El guitarrista Noel Redding, quien acababa de audicionar para el grupo de blues-rock The Animals, y el baterista Mitch Mitchell se unieron a The Jimi Hendrix Experience en 1966, formando parte de algunas de las grabaciones más emblemáticas de la década.Redding y Mitchell participaron en los tres álbumes de estudio del grupo -Are You Experienced, Axis: Bold As Love y Electric Ladyland- publicados entre 1967 y 1968 e incluidos temas como «Hey Joe», «Purple Haze», «Foxy Lady» y otros éxitos.Aquellas grabaciones ayudaron a impulsar la era psicodélica y consolidaron a Hendrix como una superestrella del rock antes de su muerte en Londres en septiembre de 1970, a los 27 años. Más de cinco décadas después, la música del trío sigue siendo popular y altamente rentable.
Los álbumes están ahora en el centro de un juicio iniciado el martes que busca obtener parte de los potencialmente lucrativos derechos de streaming, una reclamación que Sony considera infundada y que debe ser rechazada.

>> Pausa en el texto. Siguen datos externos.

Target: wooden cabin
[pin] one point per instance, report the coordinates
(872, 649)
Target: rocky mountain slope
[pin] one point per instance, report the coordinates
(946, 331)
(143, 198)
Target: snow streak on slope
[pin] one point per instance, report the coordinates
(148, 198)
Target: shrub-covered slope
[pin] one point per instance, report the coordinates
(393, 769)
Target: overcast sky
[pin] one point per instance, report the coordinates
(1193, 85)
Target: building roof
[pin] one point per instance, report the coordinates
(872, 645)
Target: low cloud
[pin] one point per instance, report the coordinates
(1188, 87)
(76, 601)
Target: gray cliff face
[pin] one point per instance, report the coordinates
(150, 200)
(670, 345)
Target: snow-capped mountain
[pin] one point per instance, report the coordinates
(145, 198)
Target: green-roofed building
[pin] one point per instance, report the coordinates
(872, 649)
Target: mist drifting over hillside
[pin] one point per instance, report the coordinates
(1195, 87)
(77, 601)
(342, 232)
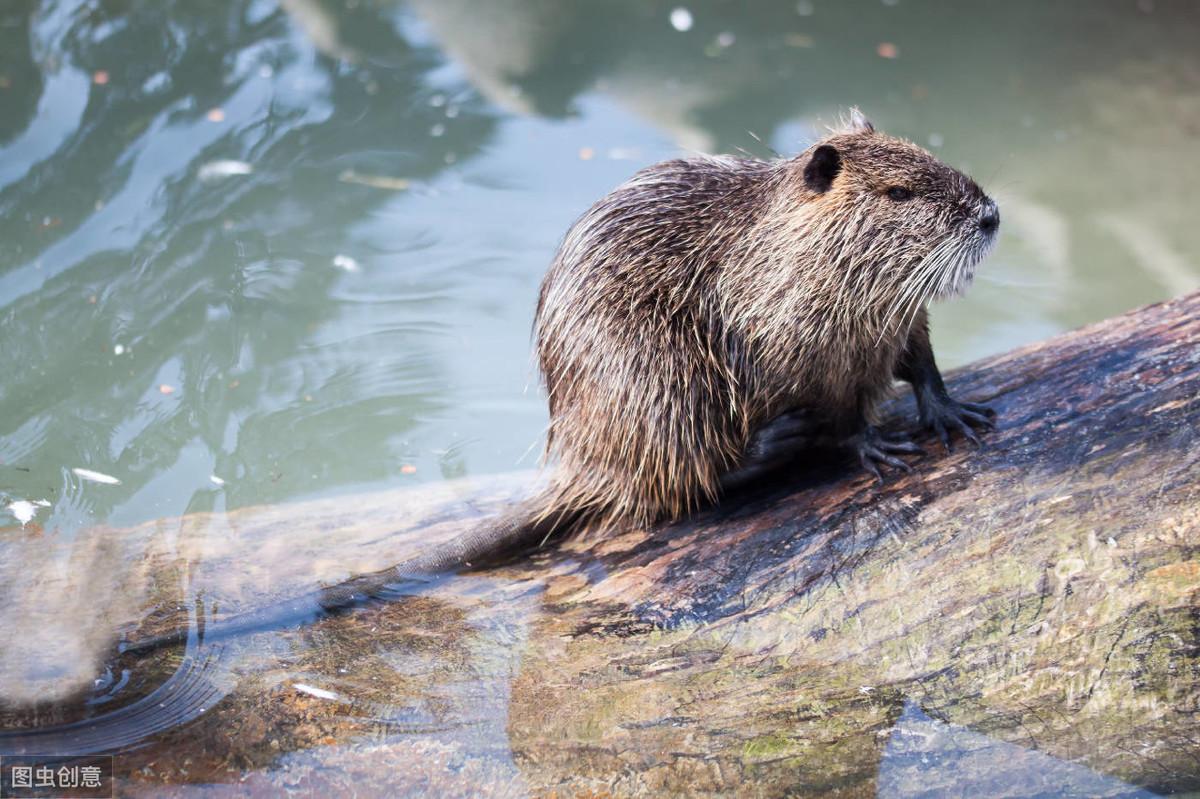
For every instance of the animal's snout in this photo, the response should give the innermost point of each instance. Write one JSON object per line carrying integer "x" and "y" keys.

La demanda aduce el auge imprevisto del streaming
Redding y Mitchell fallecieron en 2003 y 2008, respectivamente, y sus herederos cedieron posteriormente cualquier derecho posible a dos empresas: Noel Redding Estate Limited y Mitch Mitchell Estate Limited.Ambas compañías demandaron a Sony ante el Tribunal Superior de Londres en 2022, con la intención de que se declare que poseen parte de los derechos de autor de las grabaciones sonoras y de los derechos de propiedad de los intérpretes sobre los tres álbumes de The Jimi Hendrix Experience.Los abogados de Sony sostienen que en 1966 la banda renunció a los derechos de explotación de las grabaciones «por cualquier método conocido actualmente o que se conozca en el futuro». También señalan que Redding y Mitchell firmaron cesiones adicionales a principios de los años setenta para abandonar litigios previos.Pero el abogado de las compañías demandantes, Simon Malynicz, argumentó que la postura de Sony se basa en acuerdos firmados «mucho antes de que internet revolucionara la música» y del auge de plataformas de streaming como Spotify.»Los acuerdos de los años sesenta y setenta simplemente no se extienden a los modos radicalmente diferentes de explotación digital que sustentan el modelo de negocio actual de Sony», señaló en documentos presentados ante el tribunal.Sony, por su parte, manifestó preocupación por el impacto general que podría tener el caso si los demandantes prevalecen, advirtiendo que podría desencadenar una oleada de reclamaciones de músicos de sesión y coristas.El abogado de la compañía, Robert Howe, afirmó en documentos judiciales que «los acuerdos firmados con prácticamente todos los artistas de los años 60 y 70, desde los Beatles hasta la Filarmónica de Berlín serían vulnerables a ataques retrospectivos».